BEIRUT • Syrian regime forces and rebel factions sent hundreds of reinforcements to Aleppo yesterday as opposition fighters announced an all-out offensive to take the country's second city.
The battle for Syria's former economic powerhouse is intensifying after an opposition advance over the weekend broke through a three-week government siege of the city's rebel-held east, in a major setback to regime troops.
Rebel forces on Sunday announced a bid to capture all of Aleppo city, which, if successful, would mark the biggest opposition victory yet in Syria's five-year civil war. But forces loyal to President Bashar al-Assad are putting up a fierce fight and have begun pouring reinforcements into the city.

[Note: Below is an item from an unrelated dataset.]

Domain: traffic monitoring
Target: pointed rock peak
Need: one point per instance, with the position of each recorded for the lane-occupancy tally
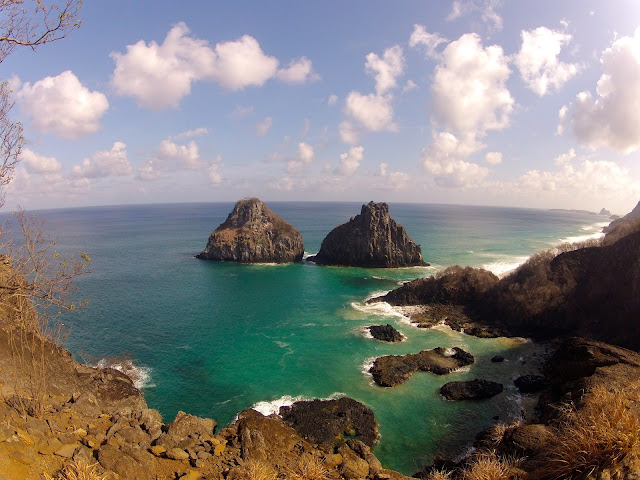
(252, 233)
(372, 239)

The Syrian Observatory for Human Rights said some 2,000 pro-regime fighters from Syria, Iraq, Iran and Lebanese Shi'ite movement Hezbollah had arrived in Aleppo since late Sunday. "Both sides are amassing their fighters in preparation for the great battle of Aleppo," said Mr Rami Abdel Rahman, the head of the observatory.
Aleppo has been divided between government forces in the west and rebel groups in the east since fighting broke out in mid-2012. After years of stalemate, fighting for the city entered a new phase last month when government forces took control of the last supply road into rebel-held areas, leaving some 250,000 people in the eastern districts surrounded.

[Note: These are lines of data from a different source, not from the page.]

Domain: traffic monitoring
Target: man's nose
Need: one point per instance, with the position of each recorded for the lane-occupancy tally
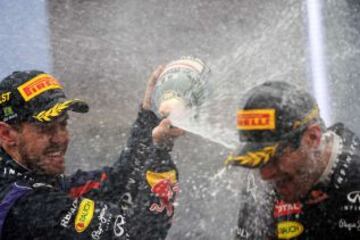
(269, 171)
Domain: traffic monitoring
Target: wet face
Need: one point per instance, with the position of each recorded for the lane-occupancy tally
(41, 147)
(292, 173)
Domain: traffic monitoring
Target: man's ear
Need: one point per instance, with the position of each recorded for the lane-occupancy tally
(312, 135)
(7, 134)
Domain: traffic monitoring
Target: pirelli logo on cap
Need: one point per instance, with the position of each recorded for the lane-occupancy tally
(38, 85)
(256, 119)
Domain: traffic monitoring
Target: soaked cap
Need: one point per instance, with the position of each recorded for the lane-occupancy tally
(273, 113)
(34, 96)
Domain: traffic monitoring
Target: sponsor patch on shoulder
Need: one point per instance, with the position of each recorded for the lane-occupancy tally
(258, 119)
(289, 229)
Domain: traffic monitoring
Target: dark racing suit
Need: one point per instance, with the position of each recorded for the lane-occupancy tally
(330, 211)
(130, 200)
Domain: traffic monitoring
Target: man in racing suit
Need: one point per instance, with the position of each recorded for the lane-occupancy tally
(133, 199)
(312, 175)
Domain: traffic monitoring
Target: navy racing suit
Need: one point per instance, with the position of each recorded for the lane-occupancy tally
(133, 199)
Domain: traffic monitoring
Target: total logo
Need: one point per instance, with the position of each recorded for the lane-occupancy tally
(354, 197)
(289, 229)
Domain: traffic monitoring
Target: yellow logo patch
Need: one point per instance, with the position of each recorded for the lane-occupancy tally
(38, 85)
(54, 111)
(84, 215)
(289, 229)
(259, 119)
(154, 178)
(253, 159)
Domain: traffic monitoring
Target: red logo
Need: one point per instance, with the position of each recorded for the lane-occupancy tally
(165, 190)
(283, 209)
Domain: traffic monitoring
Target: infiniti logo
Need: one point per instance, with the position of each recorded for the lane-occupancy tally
(354, 196)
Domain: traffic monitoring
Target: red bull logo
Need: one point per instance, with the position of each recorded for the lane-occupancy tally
(165, 187)
(283, 209)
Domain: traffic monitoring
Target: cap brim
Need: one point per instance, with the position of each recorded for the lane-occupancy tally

In a desperate bid to break the siege, a coalition of rebels and militants overran a series of buildings in a military academy on the southwestern edges of Aleppo on Saturday. They then pushed north-east to link up with rebel groups inside the city.
Emboldened by the victory, the fighters - largely grouped under the banner of the Army of Conquest - then set their sights on recapturing all of Aleppo city.
The rebel advance over the weekend cut off a key regime access route on the city's southern edges, which had been used to bring in supplies for the estimated 1.2 million residents of the western districts. Overnight, regime forces brought in trucks carrying food and fuel into those districts via a new route, the observatory said.